A last little tidbit from this essay that caught my eye is Lacan’s fleeting mention of genre and convention. What of “the fact that the story is told to us as a police mystery?” (Lacan 33) Lacan mentions how a certain genre, such as the mystery, can “provok[e] a specific interest in the reader,” yet he backtracks, saying that, with regard to Dupin’s tale, “even if the genre were established in the first, it is still a little early for the author to play on a convention” (33). What is the relationship between genre and convention for Lacan? If the genre has been established early on, what prohibits the authors from using generic convention?  

Megan Minarich

Narrative Theory

Prof. Jay Clayton

8 OCT 2008

 

In Narrative Discourse: An Essay in Method, Gérard Genette lays out a schema for understanding how time functions within a narrative through examining how various phenomena within a narrative relate to one another.
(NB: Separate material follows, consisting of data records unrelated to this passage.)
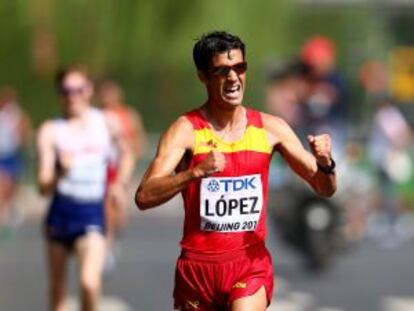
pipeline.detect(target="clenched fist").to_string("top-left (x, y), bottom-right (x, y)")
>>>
top-left (194, 150), bottom-right (226, 177)
top-left (308, 134), bottom-right (332, 167)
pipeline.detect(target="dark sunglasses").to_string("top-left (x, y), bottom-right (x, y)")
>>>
top-left (59, 86), bottom-right (86, 96)
top-left (210, 62), bottom-right (247, 77)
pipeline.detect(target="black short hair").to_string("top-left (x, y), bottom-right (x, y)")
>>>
top-left (193, 31), bottom-right (245, 72)
top-left (55, 64), bottom-right (92, 92)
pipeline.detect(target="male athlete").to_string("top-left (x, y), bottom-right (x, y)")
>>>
top-left (135, 32), bottom-right (336, 311)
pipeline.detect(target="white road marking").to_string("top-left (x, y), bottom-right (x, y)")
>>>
top-left (68, 296), bottom-right (133, 311)
top-left (382, 297), bottom-right (414, 311)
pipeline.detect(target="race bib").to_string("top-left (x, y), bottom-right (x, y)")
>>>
top-left (200, 174), bottom-right (263, 232)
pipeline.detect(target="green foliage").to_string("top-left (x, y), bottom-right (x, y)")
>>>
top-left (0, 0), bottom-right (392, 131)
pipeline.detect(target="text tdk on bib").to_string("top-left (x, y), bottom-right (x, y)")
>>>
top-left (200, 174), bottom-right (263, 232)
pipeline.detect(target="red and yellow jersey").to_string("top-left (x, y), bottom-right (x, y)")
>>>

For Genette, story (signified) is that which tells of an event or events, narrating is the production of narrative action, and narrative (signifier) is “the narrative text itself,” or that which we use to think about the relationships between the content of the narrative and how it is told (Genette 27). He writes, “Story and narrating thus exist for me only by means of the intermediary of the narrative” (29). This seems to indicate that story and narrating, then, either do not exist without the narrative or that they cannot exist in any meaningful way, as their meaning can only be approached through the narrative text itself.  Is it even possible to have story and narrating without a narrative text? For although Genette’s study focuses on Proust’s work, I do not get the sense that he is discounting oral storytelling wherein the narrative text would not exist in written form. Given, then, the impossibility of having story and narrating without narrative, what happens when we insert non-narrative (movement) into the mix? An instance of this type of movement could arguably still be interpreted along the lines of order, duration, frequency, mood and possibly voice, but how does this change, if at all, the relationship between the non-narrative text, or the non-narrative instance within the narrative text, and story/narrating? Such moments could certainly have their own temporality, but can we situate this temporality within the larger narrative? How could we account for atemporal moments? Are these possible? (I am thinking in particular about when photographs or other static images pop up in a narrative text.)

 

 

I found Genette’s analysis of repetition within a narrative to be particularly fascinating. Repetition is usually taken to indicate the (re)production of more of the same, of identical copies that, according to Benjamin, are without history or authority. Genette, however, redefines repetition. After listing the same statement three times, he argues that: “…none of the [repeated] occurrences is completely identical to the others, solely by virtue of the co-presence and their succession, which diversify these three statements into a first, a next, and a last” (114). With this, Genette employs temporal markers of appearance in the text (which is a use of order different from that described in the first section) to differentiate between three sentences that, on the page, are identical and that, temporally, happened once at the same moment, as it is the same event being described. What is at stake in the impossibility of identical repetition? What happens when we put Genette in conversation with Benjamin’s “The Work of Art in the Age of Mechanical Reproduction”?